Power Spectrum Calculation

Module to generate the matter power spectrum either from CLASS or using the emulator

class spectrumcalc.matterspectrum(emulator=True)[source]

Bases: cosmology.spectrumclass.powerclass

Routine to sample the cosmological and nuisance parameters. We have variaous options here.

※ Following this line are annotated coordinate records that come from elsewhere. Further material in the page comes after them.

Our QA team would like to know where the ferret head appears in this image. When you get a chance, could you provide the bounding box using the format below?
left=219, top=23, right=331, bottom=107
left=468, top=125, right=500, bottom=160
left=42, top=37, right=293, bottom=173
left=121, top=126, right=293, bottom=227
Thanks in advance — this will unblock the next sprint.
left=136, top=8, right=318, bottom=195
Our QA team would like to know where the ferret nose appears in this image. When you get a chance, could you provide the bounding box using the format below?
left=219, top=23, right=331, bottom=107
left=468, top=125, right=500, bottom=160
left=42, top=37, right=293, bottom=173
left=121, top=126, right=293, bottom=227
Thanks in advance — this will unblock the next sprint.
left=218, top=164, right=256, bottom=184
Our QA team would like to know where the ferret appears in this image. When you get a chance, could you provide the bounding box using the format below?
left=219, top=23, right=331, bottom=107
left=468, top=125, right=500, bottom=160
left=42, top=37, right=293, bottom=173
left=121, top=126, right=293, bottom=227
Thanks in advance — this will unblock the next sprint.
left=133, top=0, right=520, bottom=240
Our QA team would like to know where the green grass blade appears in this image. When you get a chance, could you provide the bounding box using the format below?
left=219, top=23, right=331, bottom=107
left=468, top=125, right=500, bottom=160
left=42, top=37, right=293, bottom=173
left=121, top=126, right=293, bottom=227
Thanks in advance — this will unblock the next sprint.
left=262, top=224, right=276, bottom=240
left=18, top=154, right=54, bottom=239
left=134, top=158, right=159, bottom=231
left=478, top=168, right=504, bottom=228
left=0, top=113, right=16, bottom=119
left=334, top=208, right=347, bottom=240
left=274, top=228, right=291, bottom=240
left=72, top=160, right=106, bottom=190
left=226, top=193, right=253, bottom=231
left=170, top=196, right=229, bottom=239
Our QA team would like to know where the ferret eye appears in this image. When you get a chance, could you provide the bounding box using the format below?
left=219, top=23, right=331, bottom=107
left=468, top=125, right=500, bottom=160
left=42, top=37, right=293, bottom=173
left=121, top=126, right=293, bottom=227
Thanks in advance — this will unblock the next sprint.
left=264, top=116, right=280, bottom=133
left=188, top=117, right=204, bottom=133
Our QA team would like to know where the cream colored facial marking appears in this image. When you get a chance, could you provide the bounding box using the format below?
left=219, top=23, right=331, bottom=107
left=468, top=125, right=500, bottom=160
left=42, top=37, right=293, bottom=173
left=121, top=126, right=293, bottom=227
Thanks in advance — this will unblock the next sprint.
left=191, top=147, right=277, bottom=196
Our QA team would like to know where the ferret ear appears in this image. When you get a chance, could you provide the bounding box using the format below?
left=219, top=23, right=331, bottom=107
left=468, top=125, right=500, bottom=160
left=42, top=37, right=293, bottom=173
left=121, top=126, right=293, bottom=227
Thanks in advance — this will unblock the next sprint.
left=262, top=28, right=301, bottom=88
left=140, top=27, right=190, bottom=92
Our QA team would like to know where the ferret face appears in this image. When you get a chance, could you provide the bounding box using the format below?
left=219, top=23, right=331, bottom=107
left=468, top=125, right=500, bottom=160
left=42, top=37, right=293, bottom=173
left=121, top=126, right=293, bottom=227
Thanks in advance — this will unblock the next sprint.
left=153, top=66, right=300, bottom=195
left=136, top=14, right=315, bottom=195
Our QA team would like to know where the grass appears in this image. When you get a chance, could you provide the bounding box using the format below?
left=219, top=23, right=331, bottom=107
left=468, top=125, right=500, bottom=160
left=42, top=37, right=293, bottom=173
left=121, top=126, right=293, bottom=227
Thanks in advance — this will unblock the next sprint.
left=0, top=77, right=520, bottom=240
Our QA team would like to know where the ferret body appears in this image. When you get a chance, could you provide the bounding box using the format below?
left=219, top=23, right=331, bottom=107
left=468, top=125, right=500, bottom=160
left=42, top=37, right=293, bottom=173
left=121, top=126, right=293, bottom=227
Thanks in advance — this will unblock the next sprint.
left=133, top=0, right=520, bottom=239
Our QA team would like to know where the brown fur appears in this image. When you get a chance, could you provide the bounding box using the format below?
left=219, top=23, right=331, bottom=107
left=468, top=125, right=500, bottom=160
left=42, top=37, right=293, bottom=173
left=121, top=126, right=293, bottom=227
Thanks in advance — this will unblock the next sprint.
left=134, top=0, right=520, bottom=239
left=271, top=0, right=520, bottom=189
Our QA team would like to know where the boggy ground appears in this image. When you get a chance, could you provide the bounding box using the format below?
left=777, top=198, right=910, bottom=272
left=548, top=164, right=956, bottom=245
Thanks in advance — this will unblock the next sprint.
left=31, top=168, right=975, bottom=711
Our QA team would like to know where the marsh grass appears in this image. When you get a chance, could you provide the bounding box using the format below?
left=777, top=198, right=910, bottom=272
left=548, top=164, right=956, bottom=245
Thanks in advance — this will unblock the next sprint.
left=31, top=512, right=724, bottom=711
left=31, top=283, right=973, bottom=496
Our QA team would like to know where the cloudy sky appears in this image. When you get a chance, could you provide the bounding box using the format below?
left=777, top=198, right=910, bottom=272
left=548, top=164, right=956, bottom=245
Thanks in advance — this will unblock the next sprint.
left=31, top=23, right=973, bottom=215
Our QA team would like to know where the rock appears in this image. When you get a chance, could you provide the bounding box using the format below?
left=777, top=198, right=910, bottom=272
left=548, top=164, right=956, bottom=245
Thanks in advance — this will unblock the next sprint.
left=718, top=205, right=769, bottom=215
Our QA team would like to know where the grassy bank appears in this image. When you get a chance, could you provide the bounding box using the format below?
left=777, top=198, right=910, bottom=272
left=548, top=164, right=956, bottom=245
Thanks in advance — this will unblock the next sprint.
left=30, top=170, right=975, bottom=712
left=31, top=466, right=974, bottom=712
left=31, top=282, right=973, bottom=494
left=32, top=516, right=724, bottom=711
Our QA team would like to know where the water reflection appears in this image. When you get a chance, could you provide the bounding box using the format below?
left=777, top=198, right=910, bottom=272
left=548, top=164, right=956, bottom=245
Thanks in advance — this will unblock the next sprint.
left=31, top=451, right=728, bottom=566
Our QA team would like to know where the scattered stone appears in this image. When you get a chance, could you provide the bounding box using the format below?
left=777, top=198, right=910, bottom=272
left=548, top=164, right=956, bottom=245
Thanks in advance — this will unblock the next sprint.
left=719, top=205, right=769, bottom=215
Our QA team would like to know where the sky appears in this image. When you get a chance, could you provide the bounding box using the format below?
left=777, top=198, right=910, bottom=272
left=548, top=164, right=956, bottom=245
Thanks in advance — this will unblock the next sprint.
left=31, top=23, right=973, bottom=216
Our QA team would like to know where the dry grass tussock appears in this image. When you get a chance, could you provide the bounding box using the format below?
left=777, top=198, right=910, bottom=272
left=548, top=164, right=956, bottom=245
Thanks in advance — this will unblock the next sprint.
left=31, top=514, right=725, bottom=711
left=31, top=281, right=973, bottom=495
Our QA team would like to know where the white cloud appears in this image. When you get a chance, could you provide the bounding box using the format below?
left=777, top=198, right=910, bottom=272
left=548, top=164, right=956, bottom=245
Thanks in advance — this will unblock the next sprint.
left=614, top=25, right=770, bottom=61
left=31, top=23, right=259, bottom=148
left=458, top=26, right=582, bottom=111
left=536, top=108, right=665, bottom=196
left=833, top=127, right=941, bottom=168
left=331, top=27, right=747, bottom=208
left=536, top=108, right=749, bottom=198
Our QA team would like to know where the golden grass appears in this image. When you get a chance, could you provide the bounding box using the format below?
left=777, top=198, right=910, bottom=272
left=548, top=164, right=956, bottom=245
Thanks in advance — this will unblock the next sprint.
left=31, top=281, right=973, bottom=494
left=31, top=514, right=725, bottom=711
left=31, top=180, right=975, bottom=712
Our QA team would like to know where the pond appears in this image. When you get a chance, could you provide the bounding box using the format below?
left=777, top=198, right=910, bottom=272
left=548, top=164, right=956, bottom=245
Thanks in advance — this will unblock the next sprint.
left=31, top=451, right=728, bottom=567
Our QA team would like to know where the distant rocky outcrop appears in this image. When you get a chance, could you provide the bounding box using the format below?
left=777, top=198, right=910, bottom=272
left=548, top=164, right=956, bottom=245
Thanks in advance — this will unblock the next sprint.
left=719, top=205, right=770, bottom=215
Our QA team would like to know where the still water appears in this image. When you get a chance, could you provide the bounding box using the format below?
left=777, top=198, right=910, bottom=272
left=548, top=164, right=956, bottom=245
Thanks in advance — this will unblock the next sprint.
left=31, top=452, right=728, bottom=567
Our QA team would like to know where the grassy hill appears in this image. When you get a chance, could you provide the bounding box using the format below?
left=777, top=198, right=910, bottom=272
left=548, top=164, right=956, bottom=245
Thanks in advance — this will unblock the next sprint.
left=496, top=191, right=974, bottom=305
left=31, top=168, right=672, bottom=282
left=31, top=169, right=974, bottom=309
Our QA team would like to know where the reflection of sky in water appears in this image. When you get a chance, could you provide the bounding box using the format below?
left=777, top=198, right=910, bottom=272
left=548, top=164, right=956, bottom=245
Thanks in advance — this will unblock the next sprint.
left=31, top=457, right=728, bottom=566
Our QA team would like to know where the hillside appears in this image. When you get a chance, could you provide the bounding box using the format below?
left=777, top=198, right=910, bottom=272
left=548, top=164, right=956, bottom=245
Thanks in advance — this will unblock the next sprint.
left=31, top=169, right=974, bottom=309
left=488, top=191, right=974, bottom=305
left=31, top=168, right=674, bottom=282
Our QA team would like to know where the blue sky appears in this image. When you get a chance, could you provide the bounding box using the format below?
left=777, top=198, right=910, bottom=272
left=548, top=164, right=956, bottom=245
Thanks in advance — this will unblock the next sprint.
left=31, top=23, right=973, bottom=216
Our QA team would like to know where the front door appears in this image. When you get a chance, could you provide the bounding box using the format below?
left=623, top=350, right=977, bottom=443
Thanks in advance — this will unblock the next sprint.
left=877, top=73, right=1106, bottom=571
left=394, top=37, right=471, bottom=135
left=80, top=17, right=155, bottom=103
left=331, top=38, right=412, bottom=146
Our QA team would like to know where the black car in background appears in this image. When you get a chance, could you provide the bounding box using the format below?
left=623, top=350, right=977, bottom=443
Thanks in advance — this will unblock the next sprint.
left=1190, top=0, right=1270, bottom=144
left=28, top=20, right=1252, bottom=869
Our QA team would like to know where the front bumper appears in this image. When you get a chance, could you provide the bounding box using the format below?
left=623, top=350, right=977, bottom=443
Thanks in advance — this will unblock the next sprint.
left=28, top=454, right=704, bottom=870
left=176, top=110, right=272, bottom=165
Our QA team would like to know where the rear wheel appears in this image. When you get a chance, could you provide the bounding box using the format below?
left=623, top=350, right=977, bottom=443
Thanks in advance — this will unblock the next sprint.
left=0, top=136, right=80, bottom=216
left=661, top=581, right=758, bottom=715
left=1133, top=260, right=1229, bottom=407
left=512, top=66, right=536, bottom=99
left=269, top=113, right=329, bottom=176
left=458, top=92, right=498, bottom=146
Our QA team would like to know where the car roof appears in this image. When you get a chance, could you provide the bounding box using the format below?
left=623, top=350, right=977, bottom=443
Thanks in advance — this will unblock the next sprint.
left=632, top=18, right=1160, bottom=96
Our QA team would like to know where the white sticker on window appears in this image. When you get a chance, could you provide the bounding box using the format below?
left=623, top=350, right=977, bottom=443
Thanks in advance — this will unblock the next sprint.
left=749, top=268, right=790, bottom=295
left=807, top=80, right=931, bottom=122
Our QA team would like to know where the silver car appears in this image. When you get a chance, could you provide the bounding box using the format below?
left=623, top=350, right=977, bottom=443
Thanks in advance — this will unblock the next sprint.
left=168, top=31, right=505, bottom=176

We can either use the emulator to calculate the 3D matter power spectrum or we can use CLASS itself.

gp_gradient(testpoint: numpy.ndarray, order: int = 1) → numpy.ndarray[source]

Calculate the gradient of the power spectrum

Param

testpoint (np.ndarray) : a testpoint

Param

order (int) : 1 or 2 (1 refers to first derivative and 2 refers to second)

Returns

the derivatives of the power spectrum (of size (nk x nz) x ndim), for example 800 x 7

int_grad_pk_nl(params: dict, order: int = 1, int_type: str = 'cubic', eps: list = [0.001], **kwargs) → dict[source]

Calculates the gradient of the power spectrum at a point in parameter space

Param

params (dict) : a point within the prior box

Param

eps (float) : epsilon - using central finite difference method to calculate gradient

Param

int_type (str) : type of interpolation (linear, cubic, quintic). Default is cubic

Returns

grad (dict) : a dictionary containing the gradient of each parameter

int_pk_nl(params: dict, a_bary: float = 0, int_type: str = 'cubic', **kwargs) → numpy.ndarray[source]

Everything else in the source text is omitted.